Maude Delap (1866 - 1953)
Most people have had an encounter with a jellyfish, while out for a walk along the beach or swimming in the sea. Surprisingly, jellyfish are extremely resilient creatures.
They have no bones, so jellyfish fossils are rare, but some do exist as impressions. Did you know that jellyfish have been on Earth for over 500 million years? In other words, these blobs of jelly existed long before, during and after the giant dinosaurs that roamed the planet.
Jellyfish don’t need organs like we have, such as a brain, stomach, or lungs. Although they are simple, they do have their own unique features. Their infamous stinging cells or nematocysts are an adaptation on their tentacles to help them catch prey. True jellyfish or, scyphozoa, are large bell-shaped animals that can reach a width of 1.8 metres in diameter.
Ireland regularly records six types of true jellyfish around the coast, including the moon jellyfish, compass jellyfish, barrel jellyfish, mauve stinger, blue jellyfish and the Lion’s mane. With warming oceans, it’s likely that jellyfish are here to stay, as they are one of the species adapting to human-influenced climate change. The warmer water gives a boost to developing ‘baby’ jellyfish, resulting in large numbers or blooms.
At the National Museum of Ireland – Natural History, we have jellyfish displayed in the Irish Room on the ground floor. Since jellyfish are mostly made up of water there is no such things as jellyfish taxidermy. In museums, jellyfish are preserved as ‘Wet Collections’ in jars of liquid spirit. This spirit mixture makes them resilient from decay and means they can be used in on-going important scientific research.

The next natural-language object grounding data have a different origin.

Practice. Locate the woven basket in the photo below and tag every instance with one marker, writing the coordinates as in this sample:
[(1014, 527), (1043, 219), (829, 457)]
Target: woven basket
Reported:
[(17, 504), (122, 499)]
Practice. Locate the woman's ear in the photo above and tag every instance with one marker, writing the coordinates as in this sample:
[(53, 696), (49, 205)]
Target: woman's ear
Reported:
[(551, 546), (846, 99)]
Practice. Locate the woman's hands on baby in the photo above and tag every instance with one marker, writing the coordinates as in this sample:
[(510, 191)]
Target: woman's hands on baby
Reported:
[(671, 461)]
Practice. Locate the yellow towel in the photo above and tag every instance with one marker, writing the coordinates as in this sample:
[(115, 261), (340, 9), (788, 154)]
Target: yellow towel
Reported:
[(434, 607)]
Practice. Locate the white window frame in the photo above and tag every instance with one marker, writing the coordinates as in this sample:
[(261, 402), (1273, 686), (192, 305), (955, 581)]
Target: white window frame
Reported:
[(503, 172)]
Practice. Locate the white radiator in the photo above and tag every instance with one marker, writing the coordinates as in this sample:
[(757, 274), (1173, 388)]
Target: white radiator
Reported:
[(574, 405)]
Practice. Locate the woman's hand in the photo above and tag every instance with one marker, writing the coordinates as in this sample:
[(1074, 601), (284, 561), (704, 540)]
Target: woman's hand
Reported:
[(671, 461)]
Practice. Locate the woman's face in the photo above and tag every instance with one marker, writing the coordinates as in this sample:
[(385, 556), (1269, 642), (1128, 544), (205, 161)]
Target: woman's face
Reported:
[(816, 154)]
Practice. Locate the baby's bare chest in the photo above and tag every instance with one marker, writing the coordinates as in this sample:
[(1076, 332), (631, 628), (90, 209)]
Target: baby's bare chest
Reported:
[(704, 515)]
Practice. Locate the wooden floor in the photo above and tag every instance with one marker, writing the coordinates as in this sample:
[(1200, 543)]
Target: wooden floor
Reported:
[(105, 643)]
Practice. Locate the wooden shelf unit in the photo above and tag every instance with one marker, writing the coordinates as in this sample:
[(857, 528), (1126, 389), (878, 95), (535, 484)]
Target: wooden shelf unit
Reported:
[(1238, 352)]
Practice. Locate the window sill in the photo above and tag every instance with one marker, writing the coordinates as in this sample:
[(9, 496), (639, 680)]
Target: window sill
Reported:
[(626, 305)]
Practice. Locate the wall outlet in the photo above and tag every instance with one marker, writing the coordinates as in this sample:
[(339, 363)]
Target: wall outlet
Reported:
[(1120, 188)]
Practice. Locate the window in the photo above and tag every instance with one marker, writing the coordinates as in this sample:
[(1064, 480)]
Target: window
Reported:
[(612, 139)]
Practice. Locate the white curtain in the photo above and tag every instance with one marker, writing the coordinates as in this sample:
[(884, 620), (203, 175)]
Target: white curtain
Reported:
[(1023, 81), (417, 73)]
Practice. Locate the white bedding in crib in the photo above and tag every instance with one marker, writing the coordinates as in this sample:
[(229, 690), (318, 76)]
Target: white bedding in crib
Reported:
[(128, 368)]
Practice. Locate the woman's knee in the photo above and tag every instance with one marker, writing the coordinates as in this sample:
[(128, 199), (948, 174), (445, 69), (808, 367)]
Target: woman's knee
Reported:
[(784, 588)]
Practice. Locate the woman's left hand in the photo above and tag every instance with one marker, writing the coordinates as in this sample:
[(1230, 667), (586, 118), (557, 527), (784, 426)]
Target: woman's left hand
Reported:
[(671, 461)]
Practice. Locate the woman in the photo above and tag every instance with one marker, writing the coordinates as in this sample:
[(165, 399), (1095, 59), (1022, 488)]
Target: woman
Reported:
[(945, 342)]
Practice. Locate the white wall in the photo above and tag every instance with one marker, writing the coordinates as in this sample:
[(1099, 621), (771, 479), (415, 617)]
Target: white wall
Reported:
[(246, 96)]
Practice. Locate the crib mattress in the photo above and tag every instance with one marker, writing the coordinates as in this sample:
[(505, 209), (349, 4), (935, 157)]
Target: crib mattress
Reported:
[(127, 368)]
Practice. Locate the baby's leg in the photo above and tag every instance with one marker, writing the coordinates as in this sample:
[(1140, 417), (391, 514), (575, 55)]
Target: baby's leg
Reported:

Another way of displaying jellyfish in a museum setting is with the use of models. The Museum holds over 500 unique glass models of sea creatures (image included) made in the late 1800’s by father and son team, Leopold and Rudolf Blaschka. One and a half centuries later and these fragile, yet resilient models showcase some of the world’s finest masterpieces in glasswork.
Maude Delap (1866 – 1953)
Maude Delap was an Irish woman and self-trained marine scientist. Based on Valencia Island, Co. Kerry, she spent her life working in her home laboratory, recording experiments on marine-life in home-made sea aquariums. As a woman she was not provided with a formal education but through personal resilience, she educated herself becoming the first person in the world to breed jellyfish in captivity and observe their complex lifecycles. Maude, was one of many scientists that donated animals to the Museum’s scientific collection of over 2 million specimens.